Udo Schuldt ist ein Blogger aus Hamburg und seit 2009 Administrator der Internet Community Klimaschutz-Netz, die sich zum Ziel gesetzt hat, auf Informationen rund um das Thema Klimaschutz aufmerksam zu machen. Zusätzlich ist Herr Schuldt Mitglied der Bloggervereinigung Energieblogger, die sich vor allem auf die Themen und Fragen rund um die Energiewende konzentrieren.

Udo Schuldt: "Echte Nachhaltigkeit funktioniert nicht ohne Abschied vom Wachstum. Letztlich werden Regierungen niemals voran gehen, solange es keine Bereitschaft zum Abschied vom Überkonsum in der Bevölkerung gibt. "

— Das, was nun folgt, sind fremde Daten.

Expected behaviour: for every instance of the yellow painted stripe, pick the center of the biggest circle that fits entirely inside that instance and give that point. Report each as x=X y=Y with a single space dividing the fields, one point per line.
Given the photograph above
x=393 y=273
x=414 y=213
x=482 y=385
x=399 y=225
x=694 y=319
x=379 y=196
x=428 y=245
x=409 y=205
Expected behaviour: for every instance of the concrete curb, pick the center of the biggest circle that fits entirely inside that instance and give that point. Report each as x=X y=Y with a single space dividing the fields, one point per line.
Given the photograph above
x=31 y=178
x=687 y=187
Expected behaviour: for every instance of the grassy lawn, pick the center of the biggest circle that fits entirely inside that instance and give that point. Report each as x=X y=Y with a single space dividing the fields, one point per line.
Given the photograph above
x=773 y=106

Milk the Sun: Lieber Herr Schuldt, die Liste derer, denen in den letzten Monaten und Jahren ein Ausbremsen der Energiewende vorgeworfen wurde, ist lang. Wie schätzen Sie die klimapolitischen Ergebnisse der letzten Legislaturperiode der schwarz-gelben Regierung ein, der nach Kanzlerin Merkel „erfolgreichsten Bundesregierung seit der Wiedervereinigung“?

Udo Schuldt: Selbst wenn ich mir Mühe gebe fällt mir da kaum etwas Positives ein. Ankündigungen und tatsächliches Verhalten fallen weit auseinander. Einige Beispiele:

  • Die energetische Sanierung der Gebäude kommt nicht voran.
  • Die Regierung fiel mehrfach unangenehm auf, weil sie die Grenzwerte für Kfz in der EU verwässern wollte, zunächst bei leichten Nutzfahrzeugen und dann bei PKW.
  • Der in Deutschland produzierte Kohlestrom stieg in 2012 um 5 Prozent an und auch beim Versuch den Preis der Emissionszertifikate wieder – durch deren Verknappung – zu erhöhen, stand die Bundesregierung eher auf der Bremse.

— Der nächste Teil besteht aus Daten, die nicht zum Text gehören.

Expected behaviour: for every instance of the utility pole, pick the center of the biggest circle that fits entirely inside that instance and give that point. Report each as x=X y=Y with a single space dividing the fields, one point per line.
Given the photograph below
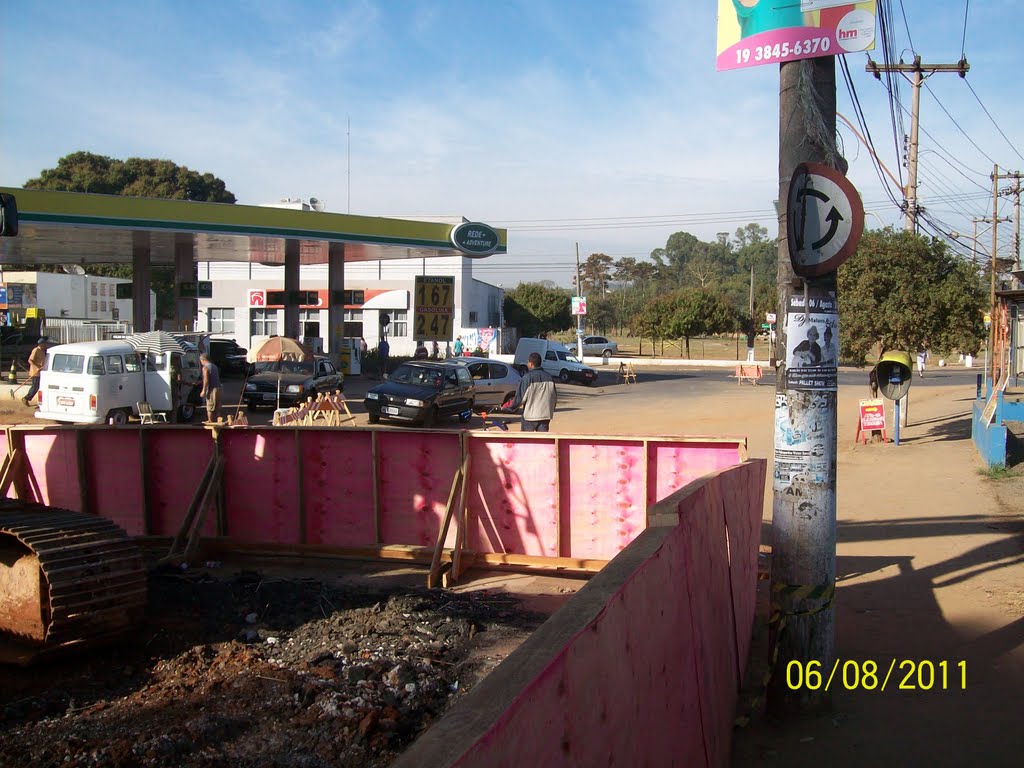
x=579 y=316
x=920 y=73
x=803 y=567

Milk the Sun: Unabhängig davon welche Partei nach dem 22.September in den Bundestag einziehen wird und unabhängig von der dann herrschenden Koalition, kommen auf die neue Bundesregierung viele wichtige und prägende energiepolitischen Entscheidungen zu. Was erwarten Sie sich von der Bundesregierung nach den Wahlen?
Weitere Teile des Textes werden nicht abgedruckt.